In This Issue

Efficient cholesterol efflux from macrophages is critical for preventing the early stages of atherosclerosis. The ABC transporter ABCA1, encoded by the gene mutated in Tangier disease, plays a key role in this process. Tangier disease patients have very low plasma HDL cholesterol levels, and heterozygous individuals have reduced levels. Upregulation of ABCA1 function might therefore be a potential strategy to prevent or treat atherosclerosis. Beginning on page 35, Michael Hayden and colleagues lend experimental support to this hypothesis. Mice lacking ApoE spontaneously develop atherosclerotic lesions. The presence of a human ABCA1 transgene in these animals leads to reduced lesion size and increased cholesterol efflux from macrophages. These results disagree with a similar study published earlier this year (Joyce et al. Proc. Natl. Acad. Sci. USA. 99:407-412; 2002), where an increase in lesions was seen in ApoE mutants expressing an ABCA1 transgene. The discrepancy is likely due to differences in the transgenes used. In the transgene from Joyce et al. the human ABCA1 gene was driven by control elements from the ApoE promoter, whereas the Hayden group used a construct containing endogenous ABCA1 regulatory elements.

Nocodazole, vincristine, and colchizine disrupt microtubule function, which is thought to trigger the mitotic checkpoint and result in mitotic arrest. In their article beginning on page 91, Scott Kauffman and colleagues describe results from studying the cell cycle response of breast cell lines to these drugs. Rather than with mitotic arrest, a subset of the cell lines responded to high drug concentrations with pre-mitotic G1 and G2 arrest that prevented the cells from ever reaching mitosis. This suggests that the cell cycle effects of a commonly used class of chemotherapeutic agents are more complicated than previously thought. In addition, these results raise the possibility of a previously unrecognized checkpoint that couples cell cycle progression to microtubule integrity.
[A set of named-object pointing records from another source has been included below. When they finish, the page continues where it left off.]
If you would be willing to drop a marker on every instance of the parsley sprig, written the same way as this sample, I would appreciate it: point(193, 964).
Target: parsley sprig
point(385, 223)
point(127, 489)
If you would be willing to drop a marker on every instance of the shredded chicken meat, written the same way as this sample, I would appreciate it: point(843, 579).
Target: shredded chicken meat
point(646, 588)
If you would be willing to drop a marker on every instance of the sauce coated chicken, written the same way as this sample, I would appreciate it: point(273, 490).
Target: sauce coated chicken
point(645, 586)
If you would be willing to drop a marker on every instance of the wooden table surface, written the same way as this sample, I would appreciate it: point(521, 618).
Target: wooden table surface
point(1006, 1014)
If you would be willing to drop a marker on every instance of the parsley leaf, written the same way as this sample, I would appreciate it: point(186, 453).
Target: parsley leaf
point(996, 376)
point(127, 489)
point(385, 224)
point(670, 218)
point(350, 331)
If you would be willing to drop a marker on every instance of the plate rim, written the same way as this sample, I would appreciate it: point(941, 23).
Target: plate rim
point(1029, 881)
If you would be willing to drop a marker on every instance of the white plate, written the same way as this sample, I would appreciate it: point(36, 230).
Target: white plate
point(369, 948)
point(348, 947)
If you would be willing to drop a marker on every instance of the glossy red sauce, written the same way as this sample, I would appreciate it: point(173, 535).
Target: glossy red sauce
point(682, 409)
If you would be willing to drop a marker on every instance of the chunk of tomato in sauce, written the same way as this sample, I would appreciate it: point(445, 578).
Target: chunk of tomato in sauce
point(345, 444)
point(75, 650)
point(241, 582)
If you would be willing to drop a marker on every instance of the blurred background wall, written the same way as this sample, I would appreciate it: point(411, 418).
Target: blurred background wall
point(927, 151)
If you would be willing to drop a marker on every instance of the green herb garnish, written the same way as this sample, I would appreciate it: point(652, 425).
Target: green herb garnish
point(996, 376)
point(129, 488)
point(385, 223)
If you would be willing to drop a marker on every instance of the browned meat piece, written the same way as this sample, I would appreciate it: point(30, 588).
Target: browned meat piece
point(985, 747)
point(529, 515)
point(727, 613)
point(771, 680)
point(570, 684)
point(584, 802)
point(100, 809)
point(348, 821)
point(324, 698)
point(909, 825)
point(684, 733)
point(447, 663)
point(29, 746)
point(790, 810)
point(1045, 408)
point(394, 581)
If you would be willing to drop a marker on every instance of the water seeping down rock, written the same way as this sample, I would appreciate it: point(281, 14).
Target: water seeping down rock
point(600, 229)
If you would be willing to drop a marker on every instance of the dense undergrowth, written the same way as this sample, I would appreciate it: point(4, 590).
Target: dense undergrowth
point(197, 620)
Efficacy of anti-tumor antibodies has been attributed to growth inhibition of tumor cells or antibody-dependent cytotoxicity through complement activation, macrophages, or NK cells. A report by Raphael Clynes and colleagues on pages 71–79, as well as a recent article published elsewhere (Kalergis and Ravetch. J. Exp. Med.195:1653; 2002) reveal another mechanism by which antibodies elicit specific anti-tumor effects. Dendritic cells are professional antigen-presenting cells that express Fc receptors on their surface. When these receptors bind the constant region of an antibody, the antibody itself and the (tumor) antigen bound to it are internalized. Dendritic cells then have the unique ability to present the antigen on both class I and class II MHC molecules, resulting in the activation of antigen-specific CD4 and CD8 cells. The two papers show that antigen/antibody complexes endocytosed by dendritic cells can trigger antigen-specific CD4 and CD8 responses. This suggests that Fc receptor-mediated enhancement of antigen presentation is likely to contribute to the anti-tumor immune response elicited by anti-tumor antibodies, and that Fc receptor targeting is a promising strategy in vaccine development.

Over 30 years ago it was established that exfoliaive toxins present in some strains of Staphylococcus aureus are responsible for bullous impetigo and staphylococcal scalded skin syndrome, some of the most common bacterial infections. Patients have blisters in the living epidermis that, presumably, allow the bacteria to spread under and circumvent the stratum corneum, the major barrier against skin infections. Recently, the amino acid sequence and crystal structure of the exfoliative toxins suggested that they function as serine proteases. Having previously identified desmoglein 1, a desmosomal glycoprotein, as a target, John Stanley and collaborators show on pages 53–60 that the three known S. aureus exfoliative toxins act as serine proteases with exquisite specificity for desmoglein 1. They conclude that bullous impetigo and staphylococcal scalded skin syndrome can be attributed to hydrolysis of a single peptide bond in desmoglein 1.

The complement activation product C5a is known to play an important role during sepsis in rodents and has been suggested as a potential target for therapeutic intervention. Recently, blocking agents against the C5a receptor (C5aR) have become available, focusing attention on its role in sepsis as well. As Peter Ward and co-workers report beginning on page 101, the C5aR is upregulated in several organs during sepsis in mice. Treating the animals with blocking antibodies reduces cytokine serum levels, bacterial content in the organs, and dramatically improves survival rates. As previously shown with anti-C5a antibodies, improved survival is only seen when treatment is concurrent with the induction of sepsis; a delay of six hours all but abolished the beneficial effects.